Google renamed and upgraded its Personalised Home Page this week, but one thing the update couldn’t shake was a bug that began upsetting many users last Thursday and persisted until Wednesday.
The bug caused the free service, which lets users turn Google.com into a customized portal, to revert an undetermined number of pages to their default settings or to months-old versions.
The problem rattled users who spend significant time and effort tailoring their Google.com page with syndicated content feeds, as well as with “gadget” applications, to make it their hub for web content, online services and applications.
A source familiar with the issue says the bug affected “a single digit percentage” of users of this service, which company officials have said has “tens of millions” of users.
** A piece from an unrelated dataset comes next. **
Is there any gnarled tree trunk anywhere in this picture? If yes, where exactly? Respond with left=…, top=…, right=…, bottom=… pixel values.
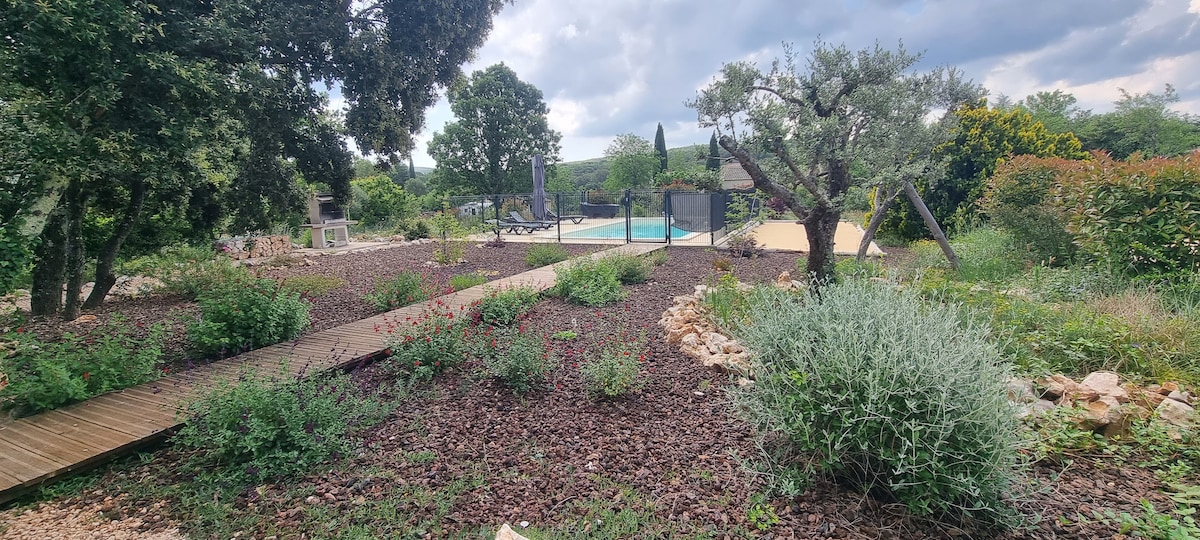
left=83, top=178, right=147, bottom=309
left=30, top=205, right=67, bottom=317
left=803, top=204, right=840, bottom=283
left=61, top=181, right=89, bottom=320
This means that the number of affected users could range from a minimum of 200,000 to several million.
Discussion forums erupted last Thursday morning with reports from upset users, and Google, after acknowledging the problem, didn’t declare it fixed until almost 36 hours later.
However, over the weekend, reports kept flowing into discussion forums of users saying the fix hadn’t reached their pages, and continued throughout Monday, even as Google’s Marissa Mayer, vice president of search products and user experience, hosted journalists in the company’s headquarters to unveil the improvements to the service, now called iGoogle.
At the time, it seemed that the users still complaining had been affected by Thursday’s bug, and that it would be a matter of time until Google rolled the fix to their pages.
However, on Tuesday morning, as the volume of complaints in discussion forums increased significantly, with a new wave users reporting the problem for the first time, it became apparent that the bug had cropped up again and was affecting an entirely different batch of iGoogle pages.